Andreas Gal

August 22, 2008

Tracing the Web

Filed under: Trace Compilation — Andreas @ 12:57 pm

We have landed!

For the last two months I have been working with Mozilla on a just-in-time compiler for the JavaScript engine in Firefox, and a few hours ago this project (codenamed TraceMonkey) has landed in the main Firefox development tree.

TraceMonkey is a trace-based JIT compiler and it pushes the envelope on JavaScript performance. On average, we speed up Apple’s popular SunSpider benchmarks by factor 4.6 over the last release of Firefox. The overall runtime of SunSpider improved by about 1.83x (parts of SunSpider excercise things like the regular expression engine which is outside of the scope of JIT compilation, hence the lesser overall speedup). For the SunSpider ubench suite, which focuses on core JavaScript language features, we achieve a speedup of 22x. Whichever metric you chose to apply, Firefox now has the fastest JavaScript engine in the world.

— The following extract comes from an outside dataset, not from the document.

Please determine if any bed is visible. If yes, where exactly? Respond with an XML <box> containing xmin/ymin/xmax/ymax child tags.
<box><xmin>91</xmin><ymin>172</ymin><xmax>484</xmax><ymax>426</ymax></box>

TraceMonkey Performance relative to Firefox 3.0

TraceMonkey Performance relative to Firefox 3.0

Mike Schroepfer put together a demo showing the real-world performance impact of TraceMonkey. You should also check out Brendan Eich’s and Mike Shaver’s blog post about TraceMonkey, as well as David Anderson’s updates on our 64-bit x86 port (yes, we do 64-bit!).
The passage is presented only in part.